I need to initialize a Matrix, containing Matrices, the latter containing a Vector or Matrices.
I did something like this:
sizeMat11 = 2
sizeMat12 = 3
sizeMat21 = 5
sizeMat22 = 6
sizeVec31 = 9
struct SomeStruct
x::Float64
end
function SomeFunction(l::Int64 , n::Int64 ,m::Int64)::Tuple{Array{Float64,2},Array{Float64,2},Vector{Float64}}
a = zeros(l,l)
b = zeros(m,m)
c = rand(n)
return a,b,c
end
v = Array{Array{Vector{AbstractMatrix{SomeStruct}}, 2} , 2}(undef , sizeMat11 , sizeMat12)
for imat11 = 1:sizeMat11
for imat12 = 1:sizeMat12
for imat21 = 1:sizeMat21
for imat22 = 1:sizeMat22
a,b,c = SomeFunction(10,15,9)
v[imat11,imat12][imat21,imat22] = [a,b,c]
end
end
end
end
julia> a = Vector{Vector{Int}}(undef, 2)
2-element Vector{Vector{Int64}}:
#undef
#undef
julia> a[1][1] = 3
ERROR: UndefRefError: access to undefined reference
You haven’t allocated any inner vector that you can write to, the outer vector just contains two undef references. You have to pre-allocate the innermost arrays, before you can start accessing and writing to them. Or you can write a[1] = [1,2,3], but you cannot index into an undef, only replace it with a value.

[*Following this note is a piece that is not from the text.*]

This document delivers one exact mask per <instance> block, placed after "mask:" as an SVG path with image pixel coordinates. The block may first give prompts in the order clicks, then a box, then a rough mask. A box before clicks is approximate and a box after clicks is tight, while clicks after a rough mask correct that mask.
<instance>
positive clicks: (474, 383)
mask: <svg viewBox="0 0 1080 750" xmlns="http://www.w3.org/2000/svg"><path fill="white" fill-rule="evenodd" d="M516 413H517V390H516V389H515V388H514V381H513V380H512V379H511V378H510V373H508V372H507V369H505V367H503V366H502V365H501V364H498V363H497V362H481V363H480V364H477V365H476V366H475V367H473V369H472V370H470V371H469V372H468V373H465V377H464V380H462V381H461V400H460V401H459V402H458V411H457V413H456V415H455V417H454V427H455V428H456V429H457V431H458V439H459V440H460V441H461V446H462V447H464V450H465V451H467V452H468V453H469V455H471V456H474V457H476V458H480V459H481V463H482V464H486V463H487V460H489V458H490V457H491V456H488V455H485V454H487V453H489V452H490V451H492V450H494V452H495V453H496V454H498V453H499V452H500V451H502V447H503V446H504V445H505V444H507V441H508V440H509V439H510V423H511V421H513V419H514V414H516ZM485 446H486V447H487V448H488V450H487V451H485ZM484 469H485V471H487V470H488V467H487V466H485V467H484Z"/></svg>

The easiest way is normally to use comprehensions, like @uniment said, then you will also get correct element types. You should definitely avoid having an AbstractMatrix eltype in there, that will harm performance.
I would like also to point out that if the sizes of the matrices/vectors are constant, then there is no need to make them nested. You can just make higher dimensional one.